A treat for you, my lords and lady's. 

I present to you writing samples from about four years ago. These were written when I was 14, when I wasn't planning on being a writer. I was a 3D artist at the time. 

They are incoherently bad. Enjoy.

So that this thread isn't just a link to my blog, I'd like to see your old work! 

Void Realm: The Days of Yore


----------



## San Cidolfus (Feb 19, 2012)

Wow.  My eyes actually hurt after reading a few lines.  Maybe that was the font.  We'll say it's the font.

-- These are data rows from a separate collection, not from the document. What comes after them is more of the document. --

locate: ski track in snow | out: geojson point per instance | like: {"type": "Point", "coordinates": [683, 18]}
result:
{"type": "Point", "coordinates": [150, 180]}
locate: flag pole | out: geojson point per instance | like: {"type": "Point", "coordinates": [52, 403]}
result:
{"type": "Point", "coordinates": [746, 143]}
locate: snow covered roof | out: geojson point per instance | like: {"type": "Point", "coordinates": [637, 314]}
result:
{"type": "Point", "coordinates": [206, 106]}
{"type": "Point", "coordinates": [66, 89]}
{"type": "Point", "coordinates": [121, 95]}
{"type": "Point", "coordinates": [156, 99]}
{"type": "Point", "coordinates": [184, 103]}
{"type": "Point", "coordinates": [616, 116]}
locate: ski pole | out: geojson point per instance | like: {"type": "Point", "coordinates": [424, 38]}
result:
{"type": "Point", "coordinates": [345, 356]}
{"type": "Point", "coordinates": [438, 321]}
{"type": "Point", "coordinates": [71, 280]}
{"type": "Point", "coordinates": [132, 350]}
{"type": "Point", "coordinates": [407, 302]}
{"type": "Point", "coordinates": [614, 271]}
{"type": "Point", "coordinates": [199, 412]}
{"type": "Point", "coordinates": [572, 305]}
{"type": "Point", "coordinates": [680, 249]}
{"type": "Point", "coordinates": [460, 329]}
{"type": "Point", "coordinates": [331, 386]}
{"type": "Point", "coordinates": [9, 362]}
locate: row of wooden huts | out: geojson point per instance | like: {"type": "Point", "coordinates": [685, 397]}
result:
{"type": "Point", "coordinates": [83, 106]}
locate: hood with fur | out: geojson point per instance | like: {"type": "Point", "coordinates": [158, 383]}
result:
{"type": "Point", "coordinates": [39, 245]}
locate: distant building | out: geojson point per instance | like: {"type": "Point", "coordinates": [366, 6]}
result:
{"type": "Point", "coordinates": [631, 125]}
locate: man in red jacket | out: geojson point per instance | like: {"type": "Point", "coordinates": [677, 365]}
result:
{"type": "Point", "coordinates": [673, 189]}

I'd like to share some of my own wince-inducing early work, but I'm afraid it's all been remorselessly consumed by the worms of time.  I think.  I might have some short stories I wrote in middle school tucked in a box somewhere, but that stuff is gratefully forgotten, and it's hard copy anyway.

You know I used to do manuscripts on a typewriter when I was a kid?  Talk about days of yore.  I don't think the teens and twenty-somethings would even know how to approach a typewriter.  _Do we go at it from the front?  Can it sense us?  How do you cut and paste?  The clacking--it's inside my head!_  And other such madness...crap in a polo hat, I feel old.


----------



## Xanados (Feb 19, 2012)

San Cidolfus said:


> Wow.  My eyes actually hurt after reading a few lines.  Maybe that was the font.  We'll say it's the font.


I'm not sure why I feel offended by your saying that. No, I realize it's abysmal work. 

Any other brave contributors?


----------



## Graham Irwin (Feb 19, 2012)

Brilliant! 

_He looked away in awkwardness_ 
is my fave  

Whenever I read work that someone self-criticizes as 'terrible', I always think, "Gee, it's not that bad... Maybe what I think is my good work is really just terrible!"


----------



## Sparkie (Feb 19, 2012)

When I see stuff like this, I look for potential.  It's there.  In that way, it's good.

I'll try to modify this post with some of my really bad stuff later.


----------